A Lakeland, Fla.-based group of health care professionals will pay $150,000 to an employee who was fired after she informed her bosses that she was transgender and began to present as a woman.

This is the first case to use new civil rights protections for trans employees announced in December 2014. U.S. Attorney General Eric Holder issued a memo detailing the Civil Rights Act of 1964 would protect transgender people under the sex discrimination prohibition in Title VII.

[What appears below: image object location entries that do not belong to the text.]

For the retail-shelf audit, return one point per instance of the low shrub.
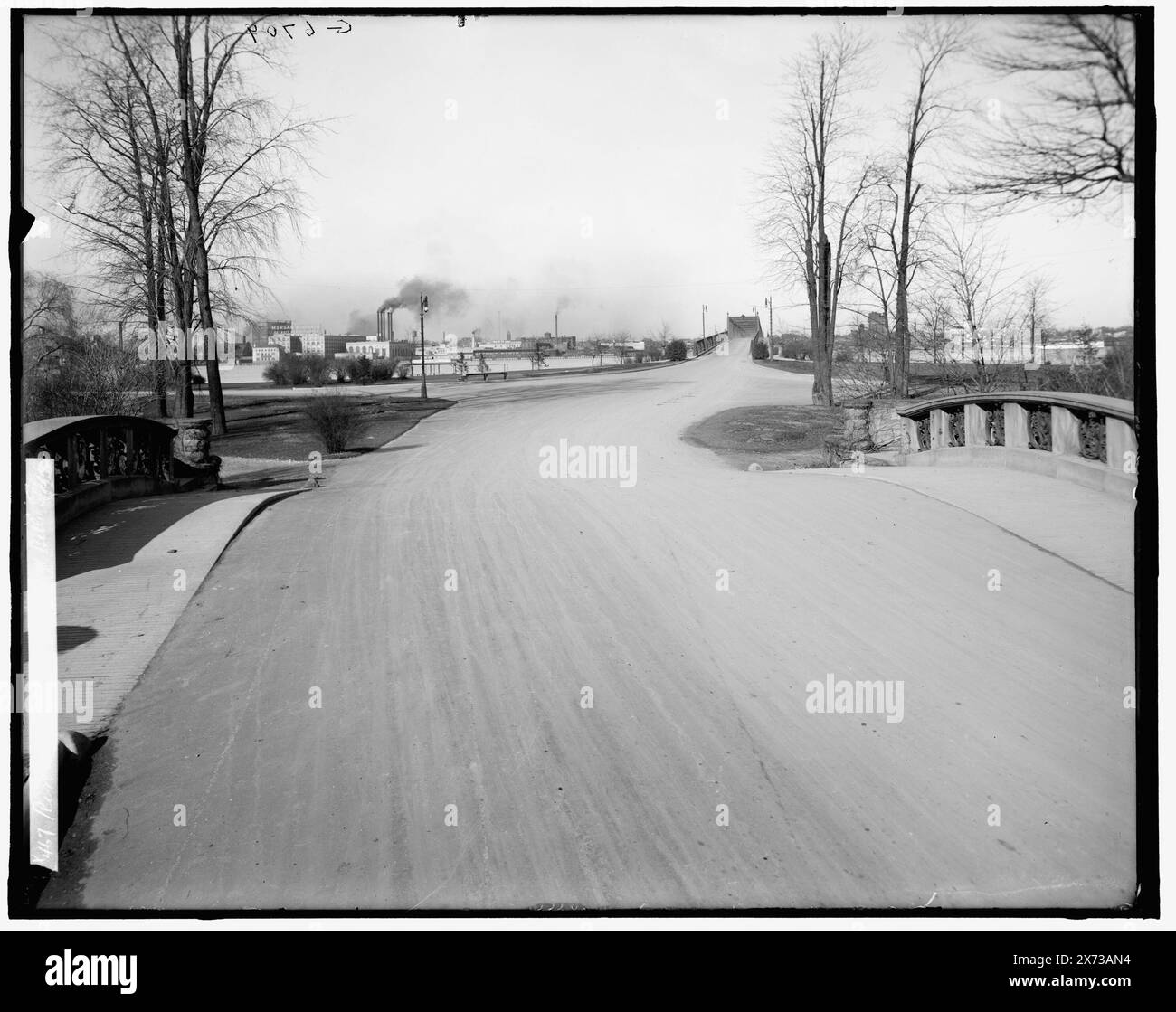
(317, 369)
(336, 419)
(359, 369)
(796, 349)
(287, 372)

“This historic settlement is significant,” said David Lopez, the general counsel at Equal Employment Opportunity Commission, in a statement. “It not only is one of the first two lawsuits ever filed by the Commission alleging sex discrimination against a transgender individual, but it also solidifies the EEOC’s commitment to enforcing the rights of transgender employees secured by Title VII.”

Lakeland Eye Clinic, the defendant, also agreed to implement a new gender discrimination policy that prohibits discrimination against employees who are transgender “or because the employee does not conform to Lakeland’s sex- or gender-based preferences, expectations, or stereotypes.”

Lakeland also agreed to provide training to its managers and employees explaining the prohibition against transgender discrimination under Title VII of the Civil Rights Act.

The other EEOC lawsuit alleging discrimination against a transgender individual, EEOC v. Harris Funeral Home, is on-going.